While wages generally have grown, the federal minimum wage has not risen since early in the Obama administration, almost 10 years ago, and there’s no indication Trump intends to increase it, although Democrats hoping to replace him want to. Now at $7.25 an hour, it would have to rise to $8.47 immediately just to keep pace with inflation. Many states have raised their minimum wages. House Democrats are moving toward a vote to ease the minimum wage up to more than $15 per hour by 2024, but that proposal faces an uncertain future in the Senate.
Manufacturing jobs have increased, but not where Trump said
Specifically, for some of the workers Trump promised to help – auto workers and coal miners in the Rust Belt, – wages have fallen. CNN’s Lydia DePillis and Jeremy Moorhead recently profiled the closure of a GM plant in Ohio and the inability of some workers there to take part in government programs to retrain them for new careers.
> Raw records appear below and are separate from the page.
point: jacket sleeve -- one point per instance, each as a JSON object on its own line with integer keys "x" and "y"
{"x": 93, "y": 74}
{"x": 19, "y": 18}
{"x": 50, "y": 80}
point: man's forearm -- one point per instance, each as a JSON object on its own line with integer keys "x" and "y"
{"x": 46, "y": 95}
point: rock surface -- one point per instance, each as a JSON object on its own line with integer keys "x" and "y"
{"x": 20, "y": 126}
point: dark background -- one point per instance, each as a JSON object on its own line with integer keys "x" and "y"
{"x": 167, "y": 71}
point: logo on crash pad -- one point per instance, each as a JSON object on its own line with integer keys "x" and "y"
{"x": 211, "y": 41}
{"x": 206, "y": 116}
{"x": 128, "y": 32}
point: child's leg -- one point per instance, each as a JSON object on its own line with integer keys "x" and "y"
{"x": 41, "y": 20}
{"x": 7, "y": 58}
As DePillis wrote, “As recently as the early 2000s, a job in an auto plant could be a launchpad to the middle class, but those jobs are increasingly rare. During the Lordstown plant’s heyday in the 1970s, GM was one of the biggest private sector employers in the United States, with more than 618,000 employees. That number is now down to about 103,000. And the jobs that remain are not all what they once were. Since 1990, wages for US auto workers have declined 18%, adjusted for inflation. Retirement benefits have declined as well. As of 2017, only 8% of factories offered pensions.”
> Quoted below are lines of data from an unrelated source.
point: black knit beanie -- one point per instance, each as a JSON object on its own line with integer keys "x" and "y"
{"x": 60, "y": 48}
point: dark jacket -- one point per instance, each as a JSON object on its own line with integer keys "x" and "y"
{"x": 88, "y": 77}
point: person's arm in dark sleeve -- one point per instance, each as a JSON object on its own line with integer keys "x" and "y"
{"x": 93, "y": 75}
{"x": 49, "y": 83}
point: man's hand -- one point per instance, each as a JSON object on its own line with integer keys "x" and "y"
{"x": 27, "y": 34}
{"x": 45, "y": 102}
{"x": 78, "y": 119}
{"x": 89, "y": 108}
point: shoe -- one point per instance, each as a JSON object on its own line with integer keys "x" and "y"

And the share of the US economy dedicated to manufacturing jobs has not risen and it likely won’t since the US economy has moved away from manufacturing, which used to be the largest portion of the US workforce, but now accounts for less than 10%.
The trade deficit has not shrunk
Part of Trump’s argument in favor of nixing some trade deals and reworking others is that the US should be making more things to export and buying fewer from other countries. Shrinking that trade deficit – the amount more that the US imports than exports – is what’s behind his off-again trade war with China and his promise to improve the North American Free Trade Agreement. It’s what’s behind the tariffs he’s threatened or levied on more than $250 billion in goods from China and other countries.
The jury is still out on the NAFTA replacement, the United States-Mexico-Canada Agreement he’s proposed; Congress still has to ratify it.
But the US trade deficit has continued to grow. In fact, it has spiked more than $100 billion since Trump took office, according to the Census Bureau, which tracks the trade gap. That’s the largest since 2008, before Obama was President.
Trump didn’t eliminate debt; he’s exploding it
During the 2016 campaign, Trump promised to eliminate the federal debt within eight years. With six years left to fulfill his promise, the debt is exploding, largely because of the tax cuts he signed into law. The federal budget deficit, the annual shortfall between what the government brings in with taxes and what it spends on services, is up 77% in the first four months of fiscal 2019 compared with the same period last year, according to new data released by the Treasury Department.
Taxes are down. Spending is up. The debt, as a result, is unlikely to be eliminated. The opposite will occur. If existing laws remain the same, the Congressional Budget Office projects the annual deficit could hit more than $1 trillion per year starting in 2022.